不意に変化した一人称に少しばかり驚いていると、レックスさんは何かに気付いたようにフと顔を上げ、柔らかい笑みでこちらを見下ろした。
「着いたようだ」
獣道の最後の岩場を差し出された手を取って登っていけば、そこには信じられない光景が広がっていて……後で考えれば間抜けだなと思ったが。

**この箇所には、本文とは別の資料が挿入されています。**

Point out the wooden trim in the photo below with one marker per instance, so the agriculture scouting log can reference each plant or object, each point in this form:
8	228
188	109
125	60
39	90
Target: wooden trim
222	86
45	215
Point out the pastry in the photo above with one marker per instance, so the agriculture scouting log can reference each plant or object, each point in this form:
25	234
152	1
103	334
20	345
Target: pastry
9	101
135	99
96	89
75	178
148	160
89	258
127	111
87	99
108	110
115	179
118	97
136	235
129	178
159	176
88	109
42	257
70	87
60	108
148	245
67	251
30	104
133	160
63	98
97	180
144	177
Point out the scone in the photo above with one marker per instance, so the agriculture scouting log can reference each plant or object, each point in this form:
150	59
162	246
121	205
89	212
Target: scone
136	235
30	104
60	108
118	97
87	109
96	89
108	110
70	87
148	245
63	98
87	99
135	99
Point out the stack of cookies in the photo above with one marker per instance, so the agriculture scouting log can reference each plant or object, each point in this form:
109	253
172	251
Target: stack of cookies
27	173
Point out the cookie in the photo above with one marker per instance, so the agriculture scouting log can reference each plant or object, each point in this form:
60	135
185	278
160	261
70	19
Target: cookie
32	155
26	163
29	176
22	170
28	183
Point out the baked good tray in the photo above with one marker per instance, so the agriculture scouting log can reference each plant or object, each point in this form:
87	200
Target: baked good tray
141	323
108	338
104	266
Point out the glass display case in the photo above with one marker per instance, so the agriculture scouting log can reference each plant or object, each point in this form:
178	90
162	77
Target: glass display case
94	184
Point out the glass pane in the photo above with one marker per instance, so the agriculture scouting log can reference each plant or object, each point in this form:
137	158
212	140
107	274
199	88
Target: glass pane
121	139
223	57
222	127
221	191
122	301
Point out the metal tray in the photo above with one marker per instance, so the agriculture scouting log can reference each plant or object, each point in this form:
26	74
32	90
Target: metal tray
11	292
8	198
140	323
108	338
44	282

目の前の絶景に、私の口は暫く塞がらなかったのである。
「光ってる…」
ぽつりと漏れた私の声に、男前は一つ頷く。
「わかっただろう?そう簡単に見つけられない理由が」
返された声にコクコクと首を縦に振り、目の前に広がる幻想的な風景を改めて見渡した。
渓谷の入り口は丁度それ一帯を見下ろす位置にあり、幾本かの川と遠くに白糸を引く幅広の低い滝が見えた。それらの間を埋める木々の枝には薄い緑の若葉が茂り、さらに彼らの足下には色とりどりの花々が咲いている。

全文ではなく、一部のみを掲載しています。